View from the stage Millfield Theatre

Another regret is that I never did master sight reading music,  but I had been playing by ear for a long time.  I started working on it about ten years ago, but I am still pretty crap at  it. I can do lead sheets fairly well though.

I am dyslexic, and I wonder if the 2 things are related.  Still that’s life I guess and I wonder if I would have been inspired to do the other stuff if I had been playing by the rules.  Its interesting that many iconic songs have been created by people who have inherent musicality but have not had any formal training. Of course the reverse is also true at times.

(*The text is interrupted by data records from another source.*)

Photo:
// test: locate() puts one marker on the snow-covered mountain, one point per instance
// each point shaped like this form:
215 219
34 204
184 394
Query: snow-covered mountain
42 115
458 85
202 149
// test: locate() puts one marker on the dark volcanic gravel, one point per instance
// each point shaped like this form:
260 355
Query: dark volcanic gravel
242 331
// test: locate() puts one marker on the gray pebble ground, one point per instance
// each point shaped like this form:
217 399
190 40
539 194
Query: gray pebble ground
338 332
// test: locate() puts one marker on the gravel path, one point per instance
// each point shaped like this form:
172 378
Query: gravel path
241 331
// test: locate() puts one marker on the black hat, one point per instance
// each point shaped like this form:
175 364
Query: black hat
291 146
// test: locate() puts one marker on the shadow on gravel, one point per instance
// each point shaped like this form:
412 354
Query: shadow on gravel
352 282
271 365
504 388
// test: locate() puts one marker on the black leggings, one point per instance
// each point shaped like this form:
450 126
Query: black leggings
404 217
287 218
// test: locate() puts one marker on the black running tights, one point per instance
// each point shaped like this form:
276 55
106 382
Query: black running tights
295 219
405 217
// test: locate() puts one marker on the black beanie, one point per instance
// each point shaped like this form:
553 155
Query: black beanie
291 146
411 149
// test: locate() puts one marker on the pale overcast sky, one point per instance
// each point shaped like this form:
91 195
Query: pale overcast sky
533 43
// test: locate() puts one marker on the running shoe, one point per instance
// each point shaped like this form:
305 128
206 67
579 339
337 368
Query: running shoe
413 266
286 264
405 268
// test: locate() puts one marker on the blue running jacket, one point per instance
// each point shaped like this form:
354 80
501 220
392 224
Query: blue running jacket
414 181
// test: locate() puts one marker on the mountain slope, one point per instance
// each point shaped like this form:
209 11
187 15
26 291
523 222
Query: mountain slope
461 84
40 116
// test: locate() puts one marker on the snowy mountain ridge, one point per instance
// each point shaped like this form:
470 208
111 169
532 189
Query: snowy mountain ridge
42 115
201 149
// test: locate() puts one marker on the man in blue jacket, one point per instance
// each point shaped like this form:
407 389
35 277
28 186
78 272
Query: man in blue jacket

I sing, but I am never happy with my voice. Not much I can do about that really. But I shall still keep singing.  My musical tastes are very eclectic, so the stuff I create and write is very wide ranging. That keeps it fun though not everything works of course. I first picked up an instrument about 1968 I guess and my first instrument was a Harmonica. I never really got much out of it, then I attempted guitar which was a bit more successful. Then came the violin which was difficult. So difficult that I gave up after 6 months or so. But  about a year later I thought I would  have another try. I got a slightly better instrument, which I still have in my collection and spent about 18 months fighting with it, but this time with more success.
Day jobs of many different flavours and finally a 13 year dabble in IT databases websites and programming whilst being a Civil Servant at  which point various problems caught up with me, and I ended up leaving a stable job and leaping in to the void. I seem to be still here but I can just about keep my head together on good days. At other times I don’t  do that well but I do better than others in my situation.

I very rarely played live until I joined Elephant Shelf  (now defunct)12 years back at the tender age of 48,  But I have done about  1500 gigs, so I have a bit of live experience under my belt now.

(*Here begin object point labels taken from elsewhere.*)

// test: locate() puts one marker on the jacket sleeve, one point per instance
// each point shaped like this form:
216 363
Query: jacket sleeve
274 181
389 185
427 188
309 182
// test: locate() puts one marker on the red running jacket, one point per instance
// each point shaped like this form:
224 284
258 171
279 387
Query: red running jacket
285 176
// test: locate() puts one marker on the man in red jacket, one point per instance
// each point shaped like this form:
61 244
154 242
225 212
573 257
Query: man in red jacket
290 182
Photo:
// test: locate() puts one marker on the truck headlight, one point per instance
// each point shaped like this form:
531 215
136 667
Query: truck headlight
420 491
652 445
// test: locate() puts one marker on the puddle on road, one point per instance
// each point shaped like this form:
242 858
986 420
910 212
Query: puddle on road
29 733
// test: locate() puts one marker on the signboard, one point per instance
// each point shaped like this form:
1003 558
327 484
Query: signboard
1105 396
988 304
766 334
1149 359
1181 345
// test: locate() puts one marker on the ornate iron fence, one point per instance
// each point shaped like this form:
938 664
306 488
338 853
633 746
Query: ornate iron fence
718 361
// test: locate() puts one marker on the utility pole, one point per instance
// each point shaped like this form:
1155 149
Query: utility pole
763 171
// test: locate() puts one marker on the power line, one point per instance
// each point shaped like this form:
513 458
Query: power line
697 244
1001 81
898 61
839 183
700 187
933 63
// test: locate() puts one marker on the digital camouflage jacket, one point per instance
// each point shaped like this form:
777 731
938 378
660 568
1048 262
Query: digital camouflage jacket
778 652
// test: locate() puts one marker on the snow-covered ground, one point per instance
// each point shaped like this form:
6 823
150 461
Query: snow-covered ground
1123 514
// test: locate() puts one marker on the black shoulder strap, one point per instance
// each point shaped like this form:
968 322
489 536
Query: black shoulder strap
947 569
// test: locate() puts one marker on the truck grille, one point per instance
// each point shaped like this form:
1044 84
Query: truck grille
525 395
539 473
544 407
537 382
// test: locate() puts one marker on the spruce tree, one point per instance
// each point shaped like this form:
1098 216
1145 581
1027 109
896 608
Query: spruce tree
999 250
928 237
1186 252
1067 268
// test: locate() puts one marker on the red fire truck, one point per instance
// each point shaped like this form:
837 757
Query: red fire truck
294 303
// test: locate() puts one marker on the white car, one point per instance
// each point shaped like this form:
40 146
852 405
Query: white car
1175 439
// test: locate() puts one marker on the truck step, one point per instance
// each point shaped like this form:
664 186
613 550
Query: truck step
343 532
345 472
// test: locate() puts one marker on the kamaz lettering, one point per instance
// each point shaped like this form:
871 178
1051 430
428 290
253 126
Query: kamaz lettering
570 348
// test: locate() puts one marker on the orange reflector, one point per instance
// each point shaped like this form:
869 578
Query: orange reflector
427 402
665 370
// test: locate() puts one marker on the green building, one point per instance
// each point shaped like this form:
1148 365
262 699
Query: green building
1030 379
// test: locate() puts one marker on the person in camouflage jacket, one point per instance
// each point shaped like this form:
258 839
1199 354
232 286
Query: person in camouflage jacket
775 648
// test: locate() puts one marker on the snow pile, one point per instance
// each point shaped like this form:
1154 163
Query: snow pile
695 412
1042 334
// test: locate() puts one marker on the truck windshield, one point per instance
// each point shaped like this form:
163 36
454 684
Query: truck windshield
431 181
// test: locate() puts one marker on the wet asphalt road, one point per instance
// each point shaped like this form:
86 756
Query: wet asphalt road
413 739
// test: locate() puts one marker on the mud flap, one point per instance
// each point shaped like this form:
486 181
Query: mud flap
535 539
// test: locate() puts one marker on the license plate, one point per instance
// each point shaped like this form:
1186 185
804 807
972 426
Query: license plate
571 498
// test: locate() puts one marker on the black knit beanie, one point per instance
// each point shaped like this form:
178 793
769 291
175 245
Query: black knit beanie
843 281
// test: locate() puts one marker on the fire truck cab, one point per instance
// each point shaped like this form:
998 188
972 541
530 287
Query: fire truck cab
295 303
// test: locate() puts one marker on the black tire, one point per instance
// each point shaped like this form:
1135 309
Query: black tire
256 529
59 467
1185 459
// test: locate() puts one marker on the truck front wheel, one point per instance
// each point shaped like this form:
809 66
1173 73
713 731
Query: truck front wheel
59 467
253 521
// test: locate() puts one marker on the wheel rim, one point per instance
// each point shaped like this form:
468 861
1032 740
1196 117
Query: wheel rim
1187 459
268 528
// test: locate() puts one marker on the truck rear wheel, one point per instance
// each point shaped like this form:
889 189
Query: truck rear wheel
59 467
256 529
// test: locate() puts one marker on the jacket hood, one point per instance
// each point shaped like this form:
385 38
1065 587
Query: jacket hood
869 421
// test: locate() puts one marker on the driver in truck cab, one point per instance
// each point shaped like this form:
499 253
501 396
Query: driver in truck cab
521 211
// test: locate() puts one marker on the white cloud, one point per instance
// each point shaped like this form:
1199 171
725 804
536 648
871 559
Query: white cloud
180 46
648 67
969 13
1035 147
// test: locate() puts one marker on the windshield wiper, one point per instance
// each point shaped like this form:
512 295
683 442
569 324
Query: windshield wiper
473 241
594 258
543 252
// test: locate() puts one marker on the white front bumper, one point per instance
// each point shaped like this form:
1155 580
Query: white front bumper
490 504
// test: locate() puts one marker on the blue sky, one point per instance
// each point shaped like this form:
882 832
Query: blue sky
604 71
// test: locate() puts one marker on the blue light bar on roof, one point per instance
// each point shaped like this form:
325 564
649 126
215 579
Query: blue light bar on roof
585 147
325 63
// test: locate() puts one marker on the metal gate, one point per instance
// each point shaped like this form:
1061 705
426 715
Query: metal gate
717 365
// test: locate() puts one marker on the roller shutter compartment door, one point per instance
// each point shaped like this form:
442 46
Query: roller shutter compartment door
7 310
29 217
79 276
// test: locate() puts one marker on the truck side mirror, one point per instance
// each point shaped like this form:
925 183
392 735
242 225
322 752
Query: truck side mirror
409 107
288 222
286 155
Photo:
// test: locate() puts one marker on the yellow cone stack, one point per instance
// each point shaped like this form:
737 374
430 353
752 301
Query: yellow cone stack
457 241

Elephant Shelf band, Catford, London UK 02.12.11
So that’s me, the depressive dyslexic and often cripplingly shy  person who strangely finds one’s self performing in front of the public.  Occasionally I even tell jokes on stage, but once the lights go off I am soon back in my shell.

The way the world is now,  is there is a lot to concern me, but I can’t write protest songs with lyrics that anyone can understand. I am not going to save the world with a song, but I might know some folks that can.